Am Abend dann, als auch der letzte Gast satt und zufrieden nach Hause getorkelt war, als die Geschenke in Ruhe gesichtet wurden, fiel auf, dass die fünfzig Euro aus Onkel Klaus Karte fehlten.
Irgendjemand musste sich bedient haben. Aber wen wollte man ernsthaft verdächtigen, aus dem engen Freundes- und Verwandtenkreis.
Das gerade erwachsen geweihte Kind hatte Pipi in den Augen.

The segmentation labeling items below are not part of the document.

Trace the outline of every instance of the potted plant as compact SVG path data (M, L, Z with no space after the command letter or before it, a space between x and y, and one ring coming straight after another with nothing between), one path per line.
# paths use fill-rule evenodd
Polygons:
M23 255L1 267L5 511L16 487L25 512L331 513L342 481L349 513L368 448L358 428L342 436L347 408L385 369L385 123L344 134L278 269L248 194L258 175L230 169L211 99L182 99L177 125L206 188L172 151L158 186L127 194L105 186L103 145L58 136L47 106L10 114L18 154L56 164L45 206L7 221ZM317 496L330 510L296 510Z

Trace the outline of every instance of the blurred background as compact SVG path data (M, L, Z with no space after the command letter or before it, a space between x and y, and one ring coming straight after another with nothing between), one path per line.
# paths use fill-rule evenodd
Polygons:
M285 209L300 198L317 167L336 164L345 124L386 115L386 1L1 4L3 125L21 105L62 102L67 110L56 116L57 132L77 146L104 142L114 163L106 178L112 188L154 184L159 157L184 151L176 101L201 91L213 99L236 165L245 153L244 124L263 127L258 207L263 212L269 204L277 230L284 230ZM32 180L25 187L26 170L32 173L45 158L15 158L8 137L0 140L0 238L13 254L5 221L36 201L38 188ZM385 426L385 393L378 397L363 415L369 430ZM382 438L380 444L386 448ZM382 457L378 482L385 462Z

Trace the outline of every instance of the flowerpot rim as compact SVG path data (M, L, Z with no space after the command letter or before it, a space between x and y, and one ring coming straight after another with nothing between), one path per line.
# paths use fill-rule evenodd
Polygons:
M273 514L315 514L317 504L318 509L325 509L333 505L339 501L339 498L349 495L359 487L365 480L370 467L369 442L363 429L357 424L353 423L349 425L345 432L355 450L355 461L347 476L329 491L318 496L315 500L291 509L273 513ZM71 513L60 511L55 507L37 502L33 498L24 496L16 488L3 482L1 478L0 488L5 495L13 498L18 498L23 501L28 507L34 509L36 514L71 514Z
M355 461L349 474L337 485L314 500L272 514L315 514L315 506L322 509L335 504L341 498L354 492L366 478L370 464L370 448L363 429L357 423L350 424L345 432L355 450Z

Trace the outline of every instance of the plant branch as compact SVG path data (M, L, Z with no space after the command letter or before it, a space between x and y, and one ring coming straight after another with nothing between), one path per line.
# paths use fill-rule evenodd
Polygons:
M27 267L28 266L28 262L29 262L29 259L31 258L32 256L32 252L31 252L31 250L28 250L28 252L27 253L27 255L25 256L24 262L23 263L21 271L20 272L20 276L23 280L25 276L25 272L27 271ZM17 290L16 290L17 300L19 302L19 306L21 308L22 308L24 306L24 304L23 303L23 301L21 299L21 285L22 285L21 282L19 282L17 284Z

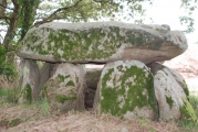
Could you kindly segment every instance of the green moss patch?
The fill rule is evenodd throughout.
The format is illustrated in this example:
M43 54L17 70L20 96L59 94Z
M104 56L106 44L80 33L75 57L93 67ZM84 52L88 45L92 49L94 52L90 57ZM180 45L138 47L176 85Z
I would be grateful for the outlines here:
M128 30L119 26L93 28L87 30L53 30L43 26L32 30L23 40L22 46L40 55L52 55L64 61L94 61L115 54L123 43L132 46L158 48L153 40L159 40L143 30ZM149 43L149 44L148 44Z
M183 99L183 101L184 101L184 107L180 108L181 118L197 122L198 119L190 102L187 99Z
M76 96L64 96L64 95L55 96L55 100L60 103L64 103L67 100L75 100L75 99L77 99Z
M174 100L171 99L171 97L167 97L166 96L166 102L169 105L170 109L173 108L174 105Z
M114 68L108 69L102 78L100 99L102 112L110 112L113 116L121 117L127 111L133 111L136 107L140 109L145 106L150 107L155 111L152 74L149 72L149 74L145 73L144 69L137 66L131 66L129 68L118 66L118 69L123 73L118 79L121 86L116 85L116 76L113 77L113 87L106 85L111 80ZM128 78L134 78L134 81L128 81Z

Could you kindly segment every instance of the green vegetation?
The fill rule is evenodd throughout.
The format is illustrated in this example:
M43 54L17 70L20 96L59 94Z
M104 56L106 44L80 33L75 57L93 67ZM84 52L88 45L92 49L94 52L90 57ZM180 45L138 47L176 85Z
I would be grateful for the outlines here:
M187 113L187 118L179 121L179 127L184 128L185 131L188 132L198 130L198 97L190 95L189 102L186 100L185 108L183 108L181 111Z
M17 72L11 63L7 62L7 52L4 46L0 45L0 76L4 75L8 79L17 77Z
M133 111L135 107L138 109L148 107L156 111L152 74L145 73L144 69L136 66L131 66L129 68L124 67L123 69L126 69L125 72L123 72L122 68L123 66L118 67L123 76L117 80L121 81L121 86L116 86L117 81L115 80L113 81L113 88L106 85L111 79L114 68L108 69L103 76L101 90L102 99L100 99L102 111L118 117L127 111ZM145 78L145 76L147 76L147 78ZM128 82L128 78L134 78L134 81ZM126 88L128 89L126 90ZM117 101L119 97L124 98L121 102ZM119 107L121 103L124 103L122 108Z
M19 91L17 88L0 88L1 103L15 103L18 102Z
M58 95L55 96L55 99L60 103L64 103L66 100L75 100L77 99L76 96L64 96L64 95Z
M169 105L170 109L174 105L174 100L171 99L171 97L166 97L166 102Z

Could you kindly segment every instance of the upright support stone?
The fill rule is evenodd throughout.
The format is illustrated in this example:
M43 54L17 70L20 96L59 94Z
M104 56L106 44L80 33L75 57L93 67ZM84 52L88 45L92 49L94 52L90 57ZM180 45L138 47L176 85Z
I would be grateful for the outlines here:
M84 76L83 65L60 64L43 86L42 96L49 99L52 109L84 110Z
M154 74L155 95L159 107L159 118L163 120L179 120L183 117L196 119L188 102L188 87L185 79L173 69L154 63L150 65Z
M104 67L94 110L126 119L157 118L153 75L137 61L117 61Z
M39 84L39 90L41 91L43 85L53 76L54 68L59 64L52 64L52 63L44 63L44 65L41 67L40 70L40 84Z
M40 82L40 70L35 61L22 59L20 64L20 85L21 95L19 102L31 102L32 99L38 98L39 82Z

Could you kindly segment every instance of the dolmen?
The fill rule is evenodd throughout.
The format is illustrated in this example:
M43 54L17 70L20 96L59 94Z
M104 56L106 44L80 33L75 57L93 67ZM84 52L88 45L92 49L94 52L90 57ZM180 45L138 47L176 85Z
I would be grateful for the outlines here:
M19 102L45 98L51 109L82 111L87 87L95 87L92 107L97 113L196 120L185 79L160 63L187 48L185 34L169 25L45 23L31 29L19 45ZM90 70L86 64L104 67Z

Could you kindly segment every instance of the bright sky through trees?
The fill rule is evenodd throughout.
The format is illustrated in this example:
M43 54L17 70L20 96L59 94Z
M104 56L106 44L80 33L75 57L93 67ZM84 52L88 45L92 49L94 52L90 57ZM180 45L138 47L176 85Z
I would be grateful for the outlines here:
M184 31L186 26L180 24L179 16L184 15L185 10L180 8L180 0L154 0L153 6L147 6L146 18L153 18L155 24L168 24L171 30ZM198 42L198 10L195 10L194 19L195 31L186 34L188 44Z

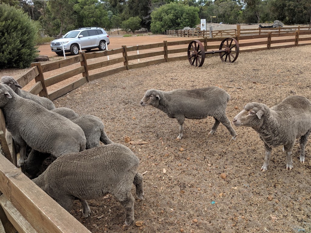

Sollte es mit einem Trauma im Nacken in einer Welt voller Misstrauen gedeihen?
Mitnichten! 
Still und heimlich ersetze der Vater die fünfzig Euro. „Sieh mal hier, die sind wohl herausgerutscht und unter den Tisch gefallen.“

Und Onkel Klaus.
Der rieb sich satt und zufrieden die Hände. Kein Mensch ist auf die Idee gekommen, dass überhaupt gar kein Geld in der Karte war.
Am Wochenende bin ich zur Jugendweihe eingeladen. Eine Glückwunschkarte habe ich schon.